Question

I've been having problems on my development server where cURL, while working perfectly with anything HTTP, does not function properly with anything HTTPS—even the exact same resource with different protocols (for testing I've been requesting google.com using both HTTP and HTTPS).

The cURL error returned is 35:

A problem occurred somewhere in the SSL/TLS handshake.

I have combed the web and SO for solutions, and all of them have been to either set CURLOPT_SSL_VERIFYPEER to false, which changes nothing, or to download the certificate file and set CURLOPT_CAINFO to its path, which also changes nothing.

When setting a certificate, I followed the instructions of this tutorial and this tutorial, trying to both download the certificate for the resource I'm requesting, and downloading a cert bundle.

I've also tried explicitly setting CURLOP_PORT to 443. For thoroughness of my question, other options I set are CURLOPT_VERBOSE=true, CURLOPT_RETURNTRANSFER=true, and CURLOPT_SSL_VERIFYHOST=2 (I've tried every combination of 1, and 2 with VERIFYPEER both true and false). I also have made sure in phpinfo() that I have OpenSSL and it is enabled.

I'm using a lot of old code that worked perfectly on my last production server, so this code has worked before. But that hosting was shared hosting and I don't know most of the configuration there.

No correct solution

OTHER TIPS

Curl doesn't have built-in root certificates (like most modern browser do). You need to explicitly point it to a cacert.pem file:

  curl_setopt($ch, CURLOPT_CAINFO, '/path/to/cert/file/cacert.pem');

Without this, curl cannot verify the certificate sent back via ssl. This same root certificate file can be used every time you use SSL in curl.

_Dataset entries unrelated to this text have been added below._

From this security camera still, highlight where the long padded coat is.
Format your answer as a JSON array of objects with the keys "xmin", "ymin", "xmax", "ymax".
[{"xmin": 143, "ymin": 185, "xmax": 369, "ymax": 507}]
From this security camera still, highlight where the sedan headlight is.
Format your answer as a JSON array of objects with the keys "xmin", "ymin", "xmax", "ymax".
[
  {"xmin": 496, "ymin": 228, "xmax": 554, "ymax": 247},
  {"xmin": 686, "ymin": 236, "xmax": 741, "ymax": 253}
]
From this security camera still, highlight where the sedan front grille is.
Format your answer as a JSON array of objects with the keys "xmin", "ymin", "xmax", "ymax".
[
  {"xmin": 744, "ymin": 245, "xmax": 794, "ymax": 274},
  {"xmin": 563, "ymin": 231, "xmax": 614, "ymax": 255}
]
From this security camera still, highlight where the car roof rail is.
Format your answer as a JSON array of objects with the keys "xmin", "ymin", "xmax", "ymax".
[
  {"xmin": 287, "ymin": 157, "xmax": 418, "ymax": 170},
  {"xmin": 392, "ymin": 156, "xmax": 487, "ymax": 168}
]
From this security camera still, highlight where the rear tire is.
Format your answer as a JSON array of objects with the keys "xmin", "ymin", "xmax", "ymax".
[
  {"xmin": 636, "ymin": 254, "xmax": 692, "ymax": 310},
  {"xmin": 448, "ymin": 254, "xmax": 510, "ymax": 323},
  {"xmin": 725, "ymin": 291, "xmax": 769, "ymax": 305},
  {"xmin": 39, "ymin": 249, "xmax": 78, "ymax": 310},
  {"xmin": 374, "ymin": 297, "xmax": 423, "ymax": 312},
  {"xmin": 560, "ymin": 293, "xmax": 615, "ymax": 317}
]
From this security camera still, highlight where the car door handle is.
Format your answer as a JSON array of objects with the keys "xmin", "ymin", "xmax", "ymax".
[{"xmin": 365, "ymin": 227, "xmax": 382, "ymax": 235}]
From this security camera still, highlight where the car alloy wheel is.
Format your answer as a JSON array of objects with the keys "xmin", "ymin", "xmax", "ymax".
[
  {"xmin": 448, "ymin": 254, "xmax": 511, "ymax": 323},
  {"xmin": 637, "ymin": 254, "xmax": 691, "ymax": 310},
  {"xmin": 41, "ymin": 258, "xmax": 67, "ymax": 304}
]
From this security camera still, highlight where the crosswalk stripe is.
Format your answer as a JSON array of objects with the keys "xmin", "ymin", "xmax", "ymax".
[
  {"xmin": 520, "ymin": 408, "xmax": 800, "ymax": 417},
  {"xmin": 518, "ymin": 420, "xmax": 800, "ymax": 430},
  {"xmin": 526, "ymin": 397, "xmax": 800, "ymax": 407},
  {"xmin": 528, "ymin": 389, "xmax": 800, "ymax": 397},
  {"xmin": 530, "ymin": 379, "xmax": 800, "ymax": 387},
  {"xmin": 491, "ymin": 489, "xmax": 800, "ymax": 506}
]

You can get the cacert.pem file here: http://curl.haxx.se/docs/caextract.html

How about this. It fetches what might be the HTTPS Google homepage. (Since I've disabled certificate verification, I have no way to actually know that it's the real Google homepage.) It should do the trick for you.

<?PHP

// connect via SSL, but don't check cert
$handle=curl_init('https://www.google.com');
curl_setopt($handle, CURLOPT_VERBOSE, true);
curl_setopt($handle, CURLOPT_RETURNTRANSFER, true);
curl_setopt($handle, CURLOPT_SSL_VERIFYPEER, false);
$content = curl_exec($handle);

echo $content; // show target page
?>

Find if your OS includes a directory of certificates. If so then the required CA certs will often already be included. On Ubuntu, for example, it's usually /etc/ssl/certs. If this directory exists, set the CA path parameter:

curl_setopt($ch, CURLOPT_CAPATH, '/etc/ssl/certs');

Alternatively you can reference a single CA certificate file. Include a cacert.pem file in your project or install it on your server. Download from a trusted source, e.g. cacert.org. For a single file do not set the CAPATH and instead only set CAINFO:

curl_setopt($ch, CURLOPT_CAINFO, '/path/to/cacert.pem');

Turning off peer and host verification is a quick but insecure workaround to the real problem. These features exist for good reason: so you can trust, via 3rd party, that the system you're connecting to is the one you expect.

curl_setopt($ch, CURLOPT_SSL_VERIFYPEER, 1);
curl_setopt($ch, CURLOPT_SSL_VERIFYHOST, 2);
var_dump( curl_error($ch) );

will tell you the error. It might be different cause.